Ku, at GWU, said his team held off on its review of the economic and employment consequences of the AHCA until the CBO published its analysis of the final bill. “We now know the details (of the AHCA plan) and we have the CBO report, so we have some better estimates,” Ku said. Among the three reports, Ku said, “we think we did it in the most detailed and thoughtful way.”

Authors of all three reports caution that economic forecasts are just that, and that long-term projections are particularly speculative and uncertain. Different groups of economists are never going to come up with the same numbers in long-term forecasts, Ku said. The EPI study cautions, “Given all of this uncertainty, we present our findings as a drag on potential job growth, rather than as clear predictions of ‘jobs lost.’”

Ku said there may also be legitimate differences of opinion among economists about the best methodology to use for such forecasts. Indeed, Josh Bivens, author of the EPI study, told us the GWU estimates “seem to have the multipliers on tax and spending changes being closer together than what I think the best literature shows.”

Both Ku and Weller noted that while their reports made widely varying projections of job losses from the AHCA, in the big picture, all three studies reached the same conclusion that over the long term, the AHCA would result in large reductions in employment due to cuts in federal funding for health care, and that job losses would grow over time.

Right-leaning groups such as American Action Forum and libertarian groups such as the Cato Institute argue that all of those studies overestimate job losses from repealing the ACA because they ignore the economic benefit of reduced federal spending. Chris Edwards, director of tax policy studies at Cato, for example, told us that the studies all “seem to assume that if the government doesn’t spend money, the money is lost to the economy. But of course if government spends less, the money is retained in the private sector, and then individual consumers and businesses would spend it, thus creating jobs in the industries they choose.”

Ku said GWU did account for the economic benefit of tax cuts. That’s why, he said, they estimated job growth in the first year. But the tax cuts generally go to wealthier people, he said, who are less likely than those with modest incomes to dump that money back into the economy. Over the long term, reductions in support for health insurance will result in fewer health care jobs.

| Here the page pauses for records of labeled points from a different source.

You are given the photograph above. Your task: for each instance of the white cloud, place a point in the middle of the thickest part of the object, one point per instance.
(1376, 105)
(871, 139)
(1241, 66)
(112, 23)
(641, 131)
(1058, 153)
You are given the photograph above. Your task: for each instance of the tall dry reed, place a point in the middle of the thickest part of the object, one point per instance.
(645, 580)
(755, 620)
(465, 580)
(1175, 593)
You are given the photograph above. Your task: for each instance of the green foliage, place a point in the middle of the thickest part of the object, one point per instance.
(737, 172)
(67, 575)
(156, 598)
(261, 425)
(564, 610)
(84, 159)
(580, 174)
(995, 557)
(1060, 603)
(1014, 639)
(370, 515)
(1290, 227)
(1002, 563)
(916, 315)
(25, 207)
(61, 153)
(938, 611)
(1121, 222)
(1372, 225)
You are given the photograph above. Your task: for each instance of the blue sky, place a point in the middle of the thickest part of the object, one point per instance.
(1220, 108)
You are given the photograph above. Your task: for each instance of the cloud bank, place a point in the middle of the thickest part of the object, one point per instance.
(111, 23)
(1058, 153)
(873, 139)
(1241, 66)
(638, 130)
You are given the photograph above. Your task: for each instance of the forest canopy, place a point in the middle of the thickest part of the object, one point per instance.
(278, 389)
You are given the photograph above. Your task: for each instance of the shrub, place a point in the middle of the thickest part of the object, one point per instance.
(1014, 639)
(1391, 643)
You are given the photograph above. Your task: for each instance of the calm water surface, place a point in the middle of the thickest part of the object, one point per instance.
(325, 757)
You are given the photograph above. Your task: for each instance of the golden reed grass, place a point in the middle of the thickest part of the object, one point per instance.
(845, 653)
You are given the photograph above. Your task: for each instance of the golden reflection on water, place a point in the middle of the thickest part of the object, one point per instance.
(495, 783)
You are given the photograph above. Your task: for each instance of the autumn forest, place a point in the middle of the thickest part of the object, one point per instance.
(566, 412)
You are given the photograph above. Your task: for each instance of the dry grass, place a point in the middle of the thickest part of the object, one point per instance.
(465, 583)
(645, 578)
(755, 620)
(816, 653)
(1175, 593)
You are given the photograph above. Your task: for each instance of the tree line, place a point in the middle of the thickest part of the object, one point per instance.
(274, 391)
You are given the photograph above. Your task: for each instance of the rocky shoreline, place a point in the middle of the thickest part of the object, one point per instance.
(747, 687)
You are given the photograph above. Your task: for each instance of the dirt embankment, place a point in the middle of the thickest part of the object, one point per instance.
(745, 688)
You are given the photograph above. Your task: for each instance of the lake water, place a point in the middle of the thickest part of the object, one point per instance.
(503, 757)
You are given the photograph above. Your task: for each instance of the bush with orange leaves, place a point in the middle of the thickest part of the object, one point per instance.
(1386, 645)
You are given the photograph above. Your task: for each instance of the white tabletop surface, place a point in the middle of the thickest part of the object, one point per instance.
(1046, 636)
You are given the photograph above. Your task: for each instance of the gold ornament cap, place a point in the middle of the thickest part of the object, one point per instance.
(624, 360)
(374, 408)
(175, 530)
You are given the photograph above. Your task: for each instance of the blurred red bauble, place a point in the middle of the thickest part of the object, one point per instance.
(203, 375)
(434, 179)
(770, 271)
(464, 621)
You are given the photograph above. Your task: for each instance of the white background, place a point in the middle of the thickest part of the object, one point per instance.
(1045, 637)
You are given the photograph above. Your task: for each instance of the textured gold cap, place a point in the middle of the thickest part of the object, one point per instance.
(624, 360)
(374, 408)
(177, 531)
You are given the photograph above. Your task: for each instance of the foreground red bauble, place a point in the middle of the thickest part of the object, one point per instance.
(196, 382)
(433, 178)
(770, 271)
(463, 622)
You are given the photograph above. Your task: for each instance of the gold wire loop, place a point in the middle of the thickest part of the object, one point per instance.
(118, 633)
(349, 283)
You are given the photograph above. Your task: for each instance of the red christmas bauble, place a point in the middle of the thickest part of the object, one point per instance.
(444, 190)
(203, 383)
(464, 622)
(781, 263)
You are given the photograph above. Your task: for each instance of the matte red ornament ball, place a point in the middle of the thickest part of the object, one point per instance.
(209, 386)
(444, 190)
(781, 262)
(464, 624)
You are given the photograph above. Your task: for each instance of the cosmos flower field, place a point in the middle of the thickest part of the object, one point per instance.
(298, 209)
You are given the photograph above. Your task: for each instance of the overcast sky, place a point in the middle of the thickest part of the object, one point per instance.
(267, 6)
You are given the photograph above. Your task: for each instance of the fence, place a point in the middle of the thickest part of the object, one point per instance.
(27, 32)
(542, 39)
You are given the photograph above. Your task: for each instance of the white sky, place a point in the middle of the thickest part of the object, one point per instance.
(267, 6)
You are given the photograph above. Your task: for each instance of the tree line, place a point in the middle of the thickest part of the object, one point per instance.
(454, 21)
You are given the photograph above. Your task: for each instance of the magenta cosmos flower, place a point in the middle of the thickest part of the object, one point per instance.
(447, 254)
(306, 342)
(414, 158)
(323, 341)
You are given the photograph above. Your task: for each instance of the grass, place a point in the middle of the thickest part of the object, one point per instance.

And, he said, those job losses will outweigh jobs gains from tax cuts in the long run.

Bivens said the EPI report generally reflects that “the tax cuts [in the AHCA] support jobs while the spending cuts drag on them.” But he said the economy since the Great Recession has “unambiguously been constrained by too-slack demand.” And, he said, the “demand stemming from spending cuts is a lot larger then the boost given by tax cuts,” not only in dollar terms, but also because the tax cuts are primarily aimed at high-income households.

Said Weller: “The AHCA lowers the budget deficit as it cuts spending more than it cuts taxes. This still results in job losses, which means that the economic effect of cutting spending is greater than the economic effect of cutting taxes. This isn’t surprising. The bill would take money away from people, who are most likely to spend it, and give it to people, who are a lot less likely to spend it. The result is a net job loss. ”

Weller thinks estimates of job losses due to the AHCA may actually be understated, in part because they do not account for job losses due to the negative impact the AHCA might have on people’s health (because CBO estimated 23 million fewer people would be insured by 2026 than under current law).

Again, we would caution that all of these estimates are subject to a high degree of uncertainty. But Pelosi is using the higher estimates of job reduction from two partisan groups, not a more moderate projection of job loss from an independent voice.

We also caution that there will likely be new estimates for the Senate version of the Republican health care bill, which was just unveiled.